January 2026 monthly summary for the bytecodealliance/wasmtime repo. Focused on enabling GPU-accelerated inference by adding Nvidia-Cuda as an execution provider for the wasi-nn ONNX backend, and updated documentation to clarify CUDA fallback behavior. No major bugs reported this month. These changes advance the hardware-acceleration roadmap and improve potential performance for CUDA-enabled ML workloads.
January 2026 monthly summary for the bytecodealliance/wasmtime repo. Focused on enabling GPU-accelerated inference by adding Nvidia-Cuda as an execution provider for the wasi-nn ONNX backend, and updated documentation to clarify CUDA fallback behavior. No major bugs reported this month. These changes advance the hardware-acceleration roadmap and improve potential performance for CUDA-enabled ML workloads.

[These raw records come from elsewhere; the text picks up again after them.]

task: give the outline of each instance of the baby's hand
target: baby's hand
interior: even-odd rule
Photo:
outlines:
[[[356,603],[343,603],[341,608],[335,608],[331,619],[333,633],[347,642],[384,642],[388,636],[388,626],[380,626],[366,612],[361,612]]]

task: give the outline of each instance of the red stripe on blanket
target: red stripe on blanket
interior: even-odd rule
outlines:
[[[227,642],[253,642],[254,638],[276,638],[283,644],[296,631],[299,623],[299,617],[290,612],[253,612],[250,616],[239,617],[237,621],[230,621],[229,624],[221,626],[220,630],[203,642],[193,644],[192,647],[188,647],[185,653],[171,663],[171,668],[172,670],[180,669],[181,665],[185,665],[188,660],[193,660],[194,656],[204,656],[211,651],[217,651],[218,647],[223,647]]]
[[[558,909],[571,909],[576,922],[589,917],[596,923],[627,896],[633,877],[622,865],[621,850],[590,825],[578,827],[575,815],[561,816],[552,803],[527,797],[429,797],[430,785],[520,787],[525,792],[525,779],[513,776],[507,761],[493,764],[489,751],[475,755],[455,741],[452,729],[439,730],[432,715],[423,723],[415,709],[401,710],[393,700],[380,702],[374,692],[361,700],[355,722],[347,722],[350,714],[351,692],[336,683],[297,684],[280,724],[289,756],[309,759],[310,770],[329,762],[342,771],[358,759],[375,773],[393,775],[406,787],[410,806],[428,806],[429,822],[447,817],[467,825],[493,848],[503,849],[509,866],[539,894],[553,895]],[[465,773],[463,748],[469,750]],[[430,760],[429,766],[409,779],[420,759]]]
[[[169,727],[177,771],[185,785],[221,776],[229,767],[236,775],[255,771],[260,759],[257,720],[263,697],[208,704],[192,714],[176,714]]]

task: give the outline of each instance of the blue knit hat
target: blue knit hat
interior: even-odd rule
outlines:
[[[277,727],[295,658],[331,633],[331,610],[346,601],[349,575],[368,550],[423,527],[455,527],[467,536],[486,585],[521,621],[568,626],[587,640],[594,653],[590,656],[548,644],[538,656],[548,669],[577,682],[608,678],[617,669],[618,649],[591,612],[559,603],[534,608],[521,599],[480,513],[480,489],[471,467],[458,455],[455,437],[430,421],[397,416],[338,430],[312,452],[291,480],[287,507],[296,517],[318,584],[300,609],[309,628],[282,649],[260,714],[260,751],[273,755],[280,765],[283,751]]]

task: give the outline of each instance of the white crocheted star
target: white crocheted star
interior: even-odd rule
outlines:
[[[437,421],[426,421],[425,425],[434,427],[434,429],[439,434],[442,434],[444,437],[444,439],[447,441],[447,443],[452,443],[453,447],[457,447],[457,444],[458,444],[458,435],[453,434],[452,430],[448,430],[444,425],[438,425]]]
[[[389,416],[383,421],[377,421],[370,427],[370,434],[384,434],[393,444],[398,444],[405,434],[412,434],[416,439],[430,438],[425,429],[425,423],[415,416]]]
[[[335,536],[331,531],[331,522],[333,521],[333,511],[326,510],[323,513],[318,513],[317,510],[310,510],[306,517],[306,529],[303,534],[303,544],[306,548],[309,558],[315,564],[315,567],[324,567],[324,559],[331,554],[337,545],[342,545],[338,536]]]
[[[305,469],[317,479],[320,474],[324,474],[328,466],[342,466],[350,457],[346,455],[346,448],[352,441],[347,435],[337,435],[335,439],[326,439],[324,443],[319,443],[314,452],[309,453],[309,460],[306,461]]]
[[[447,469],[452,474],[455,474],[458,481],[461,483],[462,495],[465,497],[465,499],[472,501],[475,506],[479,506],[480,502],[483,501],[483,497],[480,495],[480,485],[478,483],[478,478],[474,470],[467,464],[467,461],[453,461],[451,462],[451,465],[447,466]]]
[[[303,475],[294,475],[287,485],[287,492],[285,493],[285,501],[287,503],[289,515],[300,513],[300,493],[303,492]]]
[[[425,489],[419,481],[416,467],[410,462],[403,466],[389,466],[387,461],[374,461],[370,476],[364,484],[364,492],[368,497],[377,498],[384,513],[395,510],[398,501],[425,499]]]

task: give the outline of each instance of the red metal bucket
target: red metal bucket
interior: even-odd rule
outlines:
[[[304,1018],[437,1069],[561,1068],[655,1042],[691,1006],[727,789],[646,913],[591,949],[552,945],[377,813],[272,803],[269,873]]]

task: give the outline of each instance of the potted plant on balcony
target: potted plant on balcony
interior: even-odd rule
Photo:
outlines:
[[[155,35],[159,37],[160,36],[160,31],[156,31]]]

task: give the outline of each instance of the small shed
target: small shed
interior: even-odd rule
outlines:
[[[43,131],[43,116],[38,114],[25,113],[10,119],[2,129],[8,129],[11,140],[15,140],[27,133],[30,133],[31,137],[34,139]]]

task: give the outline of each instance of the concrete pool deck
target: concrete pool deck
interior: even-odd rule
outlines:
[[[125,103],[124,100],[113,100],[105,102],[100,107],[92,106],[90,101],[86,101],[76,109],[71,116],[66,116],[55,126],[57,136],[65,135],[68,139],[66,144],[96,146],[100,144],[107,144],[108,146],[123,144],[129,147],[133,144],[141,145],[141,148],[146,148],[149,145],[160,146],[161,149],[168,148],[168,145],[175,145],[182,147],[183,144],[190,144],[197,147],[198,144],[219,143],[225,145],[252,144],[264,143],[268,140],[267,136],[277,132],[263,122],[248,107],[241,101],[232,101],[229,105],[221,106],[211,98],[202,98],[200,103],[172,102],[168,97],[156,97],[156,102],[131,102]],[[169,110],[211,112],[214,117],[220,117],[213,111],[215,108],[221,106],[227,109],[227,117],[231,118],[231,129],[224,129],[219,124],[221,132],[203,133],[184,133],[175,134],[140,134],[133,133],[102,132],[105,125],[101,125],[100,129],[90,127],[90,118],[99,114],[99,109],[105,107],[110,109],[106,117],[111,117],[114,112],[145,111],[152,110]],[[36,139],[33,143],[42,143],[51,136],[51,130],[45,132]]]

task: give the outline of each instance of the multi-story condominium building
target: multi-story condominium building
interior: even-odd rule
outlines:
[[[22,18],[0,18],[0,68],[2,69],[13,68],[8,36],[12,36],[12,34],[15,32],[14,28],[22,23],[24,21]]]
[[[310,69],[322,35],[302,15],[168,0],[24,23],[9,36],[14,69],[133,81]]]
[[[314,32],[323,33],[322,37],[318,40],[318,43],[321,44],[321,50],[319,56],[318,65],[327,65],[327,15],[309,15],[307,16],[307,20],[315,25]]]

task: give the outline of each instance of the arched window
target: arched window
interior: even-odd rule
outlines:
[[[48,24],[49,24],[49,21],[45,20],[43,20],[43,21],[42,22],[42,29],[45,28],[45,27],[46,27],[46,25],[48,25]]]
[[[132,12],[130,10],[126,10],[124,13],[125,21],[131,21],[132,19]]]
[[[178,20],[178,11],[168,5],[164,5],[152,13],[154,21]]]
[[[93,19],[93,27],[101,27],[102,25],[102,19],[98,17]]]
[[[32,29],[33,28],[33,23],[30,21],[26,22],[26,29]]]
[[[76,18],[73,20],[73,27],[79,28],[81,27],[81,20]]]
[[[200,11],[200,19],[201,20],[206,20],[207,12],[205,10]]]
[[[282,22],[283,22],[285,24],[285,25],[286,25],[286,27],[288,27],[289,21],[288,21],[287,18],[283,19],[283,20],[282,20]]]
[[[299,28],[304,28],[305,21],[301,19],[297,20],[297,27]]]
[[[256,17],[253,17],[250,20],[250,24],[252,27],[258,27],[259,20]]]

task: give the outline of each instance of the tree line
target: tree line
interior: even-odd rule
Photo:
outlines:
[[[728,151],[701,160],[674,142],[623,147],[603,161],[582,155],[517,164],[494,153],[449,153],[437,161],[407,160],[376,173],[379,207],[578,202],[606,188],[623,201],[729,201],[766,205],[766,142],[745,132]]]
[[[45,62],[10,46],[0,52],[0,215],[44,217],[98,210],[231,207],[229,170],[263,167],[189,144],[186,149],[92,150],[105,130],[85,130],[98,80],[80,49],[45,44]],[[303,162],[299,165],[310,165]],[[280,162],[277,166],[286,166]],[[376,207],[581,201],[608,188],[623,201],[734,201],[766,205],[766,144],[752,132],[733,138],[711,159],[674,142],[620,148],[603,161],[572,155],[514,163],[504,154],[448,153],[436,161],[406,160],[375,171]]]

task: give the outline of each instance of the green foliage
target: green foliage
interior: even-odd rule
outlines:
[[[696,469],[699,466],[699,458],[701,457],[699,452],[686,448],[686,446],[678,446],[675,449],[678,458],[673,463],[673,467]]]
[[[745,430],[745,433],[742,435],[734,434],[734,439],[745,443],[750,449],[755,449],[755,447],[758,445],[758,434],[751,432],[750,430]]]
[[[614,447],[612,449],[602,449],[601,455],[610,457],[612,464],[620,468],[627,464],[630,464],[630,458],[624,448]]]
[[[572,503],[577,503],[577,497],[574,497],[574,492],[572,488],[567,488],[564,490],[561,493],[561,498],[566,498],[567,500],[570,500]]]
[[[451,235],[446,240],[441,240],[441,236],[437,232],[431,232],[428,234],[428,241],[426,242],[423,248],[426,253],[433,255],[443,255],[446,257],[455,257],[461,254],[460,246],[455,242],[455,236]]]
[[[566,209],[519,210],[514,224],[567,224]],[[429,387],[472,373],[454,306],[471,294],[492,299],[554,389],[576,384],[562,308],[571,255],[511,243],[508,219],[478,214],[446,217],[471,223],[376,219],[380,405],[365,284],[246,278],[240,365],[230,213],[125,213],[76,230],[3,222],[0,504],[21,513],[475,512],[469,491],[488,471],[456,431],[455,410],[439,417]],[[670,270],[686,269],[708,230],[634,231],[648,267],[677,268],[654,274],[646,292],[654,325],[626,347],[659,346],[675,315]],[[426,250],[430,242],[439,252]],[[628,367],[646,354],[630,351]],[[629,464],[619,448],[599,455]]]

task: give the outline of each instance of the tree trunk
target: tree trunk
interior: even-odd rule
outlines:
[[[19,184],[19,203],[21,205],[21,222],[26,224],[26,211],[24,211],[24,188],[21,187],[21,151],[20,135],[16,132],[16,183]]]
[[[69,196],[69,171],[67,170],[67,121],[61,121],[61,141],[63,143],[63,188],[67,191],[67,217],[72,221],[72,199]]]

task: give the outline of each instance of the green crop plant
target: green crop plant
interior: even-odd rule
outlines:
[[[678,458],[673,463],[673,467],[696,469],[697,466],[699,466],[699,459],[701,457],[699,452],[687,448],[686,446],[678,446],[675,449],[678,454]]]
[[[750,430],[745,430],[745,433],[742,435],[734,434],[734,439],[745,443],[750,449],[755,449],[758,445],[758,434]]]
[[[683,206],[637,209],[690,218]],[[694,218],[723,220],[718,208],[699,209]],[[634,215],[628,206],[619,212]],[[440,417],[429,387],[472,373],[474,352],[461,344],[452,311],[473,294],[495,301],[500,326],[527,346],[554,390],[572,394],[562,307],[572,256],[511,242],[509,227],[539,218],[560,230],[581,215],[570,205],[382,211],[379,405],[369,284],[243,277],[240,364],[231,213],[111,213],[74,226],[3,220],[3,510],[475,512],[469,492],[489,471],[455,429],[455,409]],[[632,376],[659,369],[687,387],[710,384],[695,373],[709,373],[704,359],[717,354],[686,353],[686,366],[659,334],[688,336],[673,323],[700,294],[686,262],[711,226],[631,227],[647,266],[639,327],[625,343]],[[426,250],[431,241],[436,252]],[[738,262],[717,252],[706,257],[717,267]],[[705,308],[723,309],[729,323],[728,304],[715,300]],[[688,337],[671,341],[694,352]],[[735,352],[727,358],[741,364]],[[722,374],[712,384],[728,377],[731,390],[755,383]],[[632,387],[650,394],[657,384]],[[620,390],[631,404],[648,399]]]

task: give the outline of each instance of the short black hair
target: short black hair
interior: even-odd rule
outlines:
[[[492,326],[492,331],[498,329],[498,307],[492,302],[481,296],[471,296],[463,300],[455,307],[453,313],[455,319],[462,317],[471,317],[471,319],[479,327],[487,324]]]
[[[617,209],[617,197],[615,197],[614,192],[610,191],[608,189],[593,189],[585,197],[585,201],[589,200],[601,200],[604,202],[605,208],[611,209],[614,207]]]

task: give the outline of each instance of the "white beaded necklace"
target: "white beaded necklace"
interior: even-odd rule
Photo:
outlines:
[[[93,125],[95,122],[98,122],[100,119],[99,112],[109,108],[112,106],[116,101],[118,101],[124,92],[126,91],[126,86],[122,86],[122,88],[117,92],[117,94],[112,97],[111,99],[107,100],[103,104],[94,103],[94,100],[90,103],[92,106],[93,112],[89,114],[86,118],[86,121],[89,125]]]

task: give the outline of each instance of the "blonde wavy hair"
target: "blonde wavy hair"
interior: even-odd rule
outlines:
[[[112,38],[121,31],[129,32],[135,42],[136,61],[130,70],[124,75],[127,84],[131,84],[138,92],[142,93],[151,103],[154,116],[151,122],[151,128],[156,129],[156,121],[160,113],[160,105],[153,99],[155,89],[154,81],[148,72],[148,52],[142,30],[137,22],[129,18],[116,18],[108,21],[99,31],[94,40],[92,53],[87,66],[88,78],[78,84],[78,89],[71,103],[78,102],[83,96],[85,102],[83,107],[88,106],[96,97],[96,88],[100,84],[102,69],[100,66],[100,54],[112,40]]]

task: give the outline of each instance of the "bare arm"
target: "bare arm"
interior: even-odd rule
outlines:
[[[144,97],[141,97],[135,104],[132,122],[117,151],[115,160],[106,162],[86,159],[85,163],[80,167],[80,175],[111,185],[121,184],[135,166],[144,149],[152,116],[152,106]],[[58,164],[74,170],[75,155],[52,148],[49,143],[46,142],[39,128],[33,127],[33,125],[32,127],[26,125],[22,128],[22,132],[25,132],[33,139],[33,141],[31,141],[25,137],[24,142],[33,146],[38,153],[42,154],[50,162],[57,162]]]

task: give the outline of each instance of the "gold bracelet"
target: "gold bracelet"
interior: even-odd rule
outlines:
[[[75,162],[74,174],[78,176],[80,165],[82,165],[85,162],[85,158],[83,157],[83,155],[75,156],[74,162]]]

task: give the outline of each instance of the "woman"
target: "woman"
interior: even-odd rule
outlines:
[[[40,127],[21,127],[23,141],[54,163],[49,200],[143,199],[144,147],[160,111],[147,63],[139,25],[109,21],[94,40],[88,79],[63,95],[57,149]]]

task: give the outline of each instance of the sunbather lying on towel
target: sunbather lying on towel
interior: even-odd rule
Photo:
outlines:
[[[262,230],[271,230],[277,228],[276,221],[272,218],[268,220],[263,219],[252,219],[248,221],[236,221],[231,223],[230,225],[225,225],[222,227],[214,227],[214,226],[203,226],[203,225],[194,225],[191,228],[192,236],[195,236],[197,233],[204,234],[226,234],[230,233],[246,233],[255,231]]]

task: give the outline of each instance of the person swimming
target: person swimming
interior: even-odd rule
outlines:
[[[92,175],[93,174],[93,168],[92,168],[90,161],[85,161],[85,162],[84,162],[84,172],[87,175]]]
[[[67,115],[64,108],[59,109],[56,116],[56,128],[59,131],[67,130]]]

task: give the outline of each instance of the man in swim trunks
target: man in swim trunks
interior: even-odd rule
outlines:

September 2025 performance summary for Azure-Samples/explore-iot-operations. Key achievement: implemented a Rust-based Wasm operator (viconverter) to transform and flatten Video Indexer insights, enabling efficient ingestion into Azure Event Hub and Fabric Lakehouse. This work establishes a scalable data pipeline, reduces manual data wrangling, and accelerates analytics readiness for IoT video data.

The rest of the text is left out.